La medición del perímetro craneal es una de las exploraciones básicas en los lactantes y se realiza en cada visita. Los resultados se van reflejando en una gráfica de evolución con el fin de valorar su correcto crcimiento.

Es importante ser muy preciso en la medición, por lo que el pediatra suele utilizar cintas  métricas no distensibles y siempre con las misma técnica: por delante, la cinta se apoya sobre la parte media de la frente del niño/a; y por detrás, sobre la parte más prominente de la cabeza.

La finalidad es medir el perímetro craneal máximo, y siempre utilizar esta medida como referencia. Lo ideal es que la medición se realice por el mismo profesional y utilizando la misma cinta métrica.

En  los recién nacidos la medición es más difícil y suele conllevar errores, ya que el cráneo puede presentar inflamación, cúmulo de líquido o sangre bajo la piel y las suturas craneales pueden estar acabalgadas. Por eso es fundamental que se realice un correcto seguimiento de la evolución del pequeño.

Existen unas tablas de referencia para ir valorando la evolución del perímetro craneal, al igual que ocurre en el peso y la talla, pero puede existir una influencia paterna. Así, ante una alteración del tamaño en el perímetro craneal del niño/a, el pediatra medirá a los padres y a los hermanos/as.

Auscultación del cráneo

No es una exploración habitual pero no es raro ver cómo el pediatra apoya el fonendoscopio sobre el cráneo del bebé.

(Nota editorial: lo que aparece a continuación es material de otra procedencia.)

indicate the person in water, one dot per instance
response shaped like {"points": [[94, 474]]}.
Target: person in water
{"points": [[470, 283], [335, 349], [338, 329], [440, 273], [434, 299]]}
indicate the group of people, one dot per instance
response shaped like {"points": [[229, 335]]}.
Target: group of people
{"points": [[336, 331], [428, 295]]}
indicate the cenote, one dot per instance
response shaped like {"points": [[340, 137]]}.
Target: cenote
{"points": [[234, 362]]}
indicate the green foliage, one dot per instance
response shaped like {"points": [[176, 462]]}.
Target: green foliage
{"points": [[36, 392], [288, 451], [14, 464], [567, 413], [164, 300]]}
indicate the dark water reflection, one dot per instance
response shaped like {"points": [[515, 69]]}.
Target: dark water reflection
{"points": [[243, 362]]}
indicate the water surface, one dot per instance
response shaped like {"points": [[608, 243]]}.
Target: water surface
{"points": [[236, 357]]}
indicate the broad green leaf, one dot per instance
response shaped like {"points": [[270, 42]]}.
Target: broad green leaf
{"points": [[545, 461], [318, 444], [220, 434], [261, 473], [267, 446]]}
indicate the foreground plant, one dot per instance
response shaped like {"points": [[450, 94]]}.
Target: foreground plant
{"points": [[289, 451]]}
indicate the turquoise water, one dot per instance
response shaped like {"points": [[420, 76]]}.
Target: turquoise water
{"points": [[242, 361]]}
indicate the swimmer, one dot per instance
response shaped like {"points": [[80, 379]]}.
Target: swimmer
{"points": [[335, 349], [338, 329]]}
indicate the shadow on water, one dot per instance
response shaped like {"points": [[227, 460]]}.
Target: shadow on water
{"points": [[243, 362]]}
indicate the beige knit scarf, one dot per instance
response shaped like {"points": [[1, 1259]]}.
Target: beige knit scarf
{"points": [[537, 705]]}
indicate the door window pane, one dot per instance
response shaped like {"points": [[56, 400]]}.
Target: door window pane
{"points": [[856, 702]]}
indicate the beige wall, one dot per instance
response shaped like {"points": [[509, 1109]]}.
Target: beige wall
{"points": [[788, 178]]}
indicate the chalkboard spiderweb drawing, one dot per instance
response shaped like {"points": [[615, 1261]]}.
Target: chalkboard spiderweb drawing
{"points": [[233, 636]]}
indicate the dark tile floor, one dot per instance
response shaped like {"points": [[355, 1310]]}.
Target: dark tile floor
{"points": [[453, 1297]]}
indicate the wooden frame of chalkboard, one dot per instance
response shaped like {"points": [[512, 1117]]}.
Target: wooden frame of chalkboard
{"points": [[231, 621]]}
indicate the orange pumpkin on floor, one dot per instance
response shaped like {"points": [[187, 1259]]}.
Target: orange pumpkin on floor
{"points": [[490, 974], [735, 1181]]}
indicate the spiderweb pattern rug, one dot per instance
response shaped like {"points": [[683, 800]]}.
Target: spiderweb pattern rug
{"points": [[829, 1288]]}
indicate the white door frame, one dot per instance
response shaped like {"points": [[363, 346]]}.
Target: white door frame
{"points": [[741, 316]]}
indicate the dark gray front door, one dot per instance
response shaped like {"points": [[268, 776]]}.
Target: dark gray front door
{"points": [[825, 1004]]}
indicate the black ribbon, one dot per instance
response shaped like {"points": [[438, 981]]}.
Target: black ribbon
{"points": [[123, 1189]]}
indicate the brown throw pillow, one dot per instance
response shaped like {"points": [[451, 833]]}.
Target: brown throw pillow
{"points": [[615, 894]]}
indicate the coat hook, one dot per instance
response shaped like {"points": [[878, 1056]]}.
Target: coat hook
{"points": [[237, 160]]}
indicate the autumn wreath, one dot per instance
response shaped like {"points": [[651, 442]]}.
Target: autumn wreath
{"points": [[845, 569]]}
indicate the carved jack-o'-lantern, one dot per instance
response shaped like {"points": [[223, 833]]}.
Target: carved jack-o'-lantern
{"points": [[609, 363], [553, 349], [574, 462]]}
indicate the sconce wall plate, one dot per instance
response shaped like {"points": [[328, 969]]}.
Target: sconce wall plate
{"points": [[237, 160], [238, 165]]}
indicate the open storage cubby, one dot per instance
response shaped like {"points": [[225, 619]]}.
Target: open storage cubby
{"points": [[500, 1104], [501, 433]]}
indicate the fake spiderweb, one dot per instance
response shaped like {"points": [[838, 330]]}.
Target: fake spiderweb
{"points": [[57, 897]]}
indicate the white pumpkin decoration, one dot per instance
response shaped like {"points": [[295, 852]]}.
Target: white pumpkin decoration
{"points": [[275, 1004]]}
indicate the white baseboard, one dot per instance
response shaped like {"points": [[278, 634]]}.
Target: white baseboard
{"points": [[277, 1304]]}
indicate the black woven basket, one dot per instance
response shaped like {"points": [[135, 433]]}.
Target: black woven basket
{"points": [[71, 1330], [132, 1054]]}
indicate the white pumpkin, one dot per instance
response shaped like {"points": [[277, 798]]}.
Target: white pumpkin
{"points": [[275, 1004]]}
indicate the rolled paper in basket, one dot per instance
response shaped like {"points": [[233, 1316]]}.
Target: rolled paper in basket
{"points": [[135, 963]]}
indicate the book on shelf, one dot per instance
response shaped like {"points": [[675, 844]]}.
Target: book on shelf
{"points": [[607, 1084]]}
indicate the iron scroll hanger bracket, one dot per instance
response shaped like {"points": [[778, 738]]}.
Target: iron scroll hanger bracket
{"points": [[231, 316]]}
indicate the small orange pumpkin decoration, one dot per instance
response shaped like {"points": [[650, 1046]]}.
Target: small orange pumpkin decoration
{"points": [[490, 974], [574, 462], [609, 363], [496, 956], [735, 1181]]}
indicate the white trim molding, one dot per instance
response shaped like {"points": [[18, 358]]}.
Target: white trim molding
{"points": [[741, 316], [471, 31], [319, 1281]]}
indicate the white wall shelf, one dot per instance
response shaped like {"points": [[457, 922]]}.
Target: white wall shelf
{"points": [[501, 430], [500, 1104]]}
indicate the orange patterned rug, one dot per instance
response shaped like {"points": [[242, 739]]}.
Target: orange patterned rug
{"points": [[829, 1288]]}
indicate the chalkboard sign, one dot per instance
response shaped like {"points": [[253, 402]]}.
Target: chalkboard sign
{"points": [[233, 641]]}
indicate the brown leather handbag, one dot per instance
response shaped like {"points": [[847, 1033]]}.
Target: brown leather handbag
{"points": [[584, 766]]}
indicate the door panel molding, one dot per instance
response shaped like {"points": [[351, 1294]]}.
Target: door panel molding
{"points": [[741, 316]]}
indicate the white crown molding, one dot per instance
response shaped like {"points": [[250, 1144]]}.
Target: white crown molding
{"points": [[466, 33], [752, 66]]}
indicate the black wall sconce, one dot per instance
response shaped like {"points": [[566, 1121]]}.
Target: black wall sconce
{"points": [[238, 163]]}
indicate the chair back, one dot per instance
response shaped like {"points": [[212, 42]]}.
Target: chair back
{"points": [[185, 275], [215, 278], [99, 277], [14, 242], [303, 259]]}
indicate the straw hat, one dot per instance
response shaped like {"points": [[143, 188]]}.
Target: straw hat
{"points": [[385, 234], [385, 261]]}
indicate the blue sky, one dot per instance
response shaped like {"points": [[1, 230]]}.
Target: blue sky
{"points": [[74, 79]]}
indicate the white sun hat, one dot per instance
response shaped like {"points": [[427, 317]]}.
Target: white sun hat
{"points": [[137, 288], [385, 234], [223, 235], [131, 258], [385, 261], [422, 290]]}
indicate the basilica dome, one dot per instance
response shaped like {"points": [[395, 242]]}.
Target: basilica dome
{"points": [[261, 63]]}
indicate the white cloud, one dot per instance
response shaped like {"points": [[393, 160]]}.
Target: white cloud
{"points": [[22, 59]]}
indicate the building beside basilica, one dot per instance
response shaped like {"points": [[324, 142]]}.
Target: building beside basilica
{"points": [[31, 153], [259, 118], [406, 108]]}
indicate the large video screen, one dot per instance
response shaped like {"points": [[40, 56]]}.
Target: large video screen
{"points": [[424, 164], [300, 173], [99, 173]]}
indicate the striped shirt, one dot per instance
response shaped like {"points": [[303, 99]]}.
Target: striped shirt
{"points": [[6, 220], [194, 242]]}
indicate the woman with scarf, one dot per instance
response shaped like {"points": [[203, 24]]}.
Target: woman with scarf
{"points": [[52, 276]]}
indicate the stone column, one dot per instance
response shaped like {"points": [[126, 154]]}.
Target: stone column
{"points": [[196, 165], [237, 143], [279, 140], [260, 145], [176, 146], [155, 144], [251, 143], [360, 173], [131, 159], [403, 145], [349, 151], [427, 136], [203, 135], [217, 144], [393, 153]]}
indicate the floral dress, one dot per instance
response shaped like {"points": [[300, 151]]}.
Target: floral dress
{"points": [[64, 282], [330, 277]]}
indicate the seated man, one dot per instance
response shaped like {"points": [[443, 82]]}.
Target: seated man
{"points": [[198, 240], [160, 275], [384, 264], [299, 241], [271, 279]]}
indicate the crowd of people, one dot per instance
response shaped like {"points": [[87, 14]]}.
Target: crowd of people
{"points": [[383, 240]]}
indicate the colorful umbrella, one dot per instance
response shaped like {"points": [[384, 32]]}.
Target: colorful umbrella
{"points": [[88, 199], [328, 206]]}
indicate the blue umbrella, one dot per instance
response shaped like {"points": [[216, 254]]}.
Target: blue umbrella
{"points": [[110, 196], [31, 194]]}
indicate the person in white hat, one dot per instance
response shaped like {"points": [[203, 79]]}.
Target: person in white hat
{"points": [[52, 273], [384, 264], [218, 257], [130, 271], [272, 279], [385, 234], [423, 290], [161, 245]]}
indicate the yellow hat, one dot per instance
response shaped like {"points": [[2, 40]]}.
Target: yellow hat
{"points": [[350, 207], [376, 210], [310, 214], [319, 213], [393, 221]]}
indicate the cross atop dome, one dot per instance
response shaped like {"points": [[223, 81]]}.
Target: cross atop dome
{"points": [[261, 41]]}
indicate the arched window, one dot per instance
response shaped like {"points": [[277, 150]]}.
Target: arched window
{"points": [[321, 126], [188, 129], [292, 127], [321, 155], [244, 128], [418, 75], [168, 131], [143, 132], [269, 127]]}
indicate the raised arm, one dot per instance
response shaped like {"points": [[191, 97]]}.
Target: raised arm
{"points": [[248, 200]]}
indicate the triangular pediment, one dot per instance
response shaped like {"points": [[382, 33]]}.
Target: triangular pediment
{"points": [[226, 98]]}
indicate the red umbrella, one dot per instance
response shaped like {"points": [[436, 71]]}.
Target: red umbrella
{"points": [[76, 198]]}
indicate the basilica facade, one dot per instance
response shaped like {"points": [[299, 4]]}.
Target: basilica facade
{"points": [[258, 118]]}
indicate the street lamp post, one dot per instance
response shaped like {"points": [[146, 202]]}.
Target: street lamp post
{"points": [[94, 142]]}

Esto puede dar información adicional en determinados casos. Por ejemplo, en los niños/as pequeños es relativamente fácil auscultar pequeños soplos cardíacos a través del cráneo. Un tipo muy típico de estos soplos son los denominados febriles, ya que se auscultan en relación con procesos donde aparece fiebre.

Otros cuadros como la anemia severa también pueden producir soplos cardíacos que pueden oírse en el cráneo. Lógicamente estos soplos desaparecen en cuanto se tratan adecuadamente.

Con estas auscultaciones, se trata de buscar la presencia de soplos que puedan poner en aviso de la presencia de procesos neurológicos. Se suele valorar sobre todo, la presencia de malformaciones de los vasos intracraneales.

Cualquier otro proceso que aumente la presión cerebral puede también producir un soplo dentro del cráneo.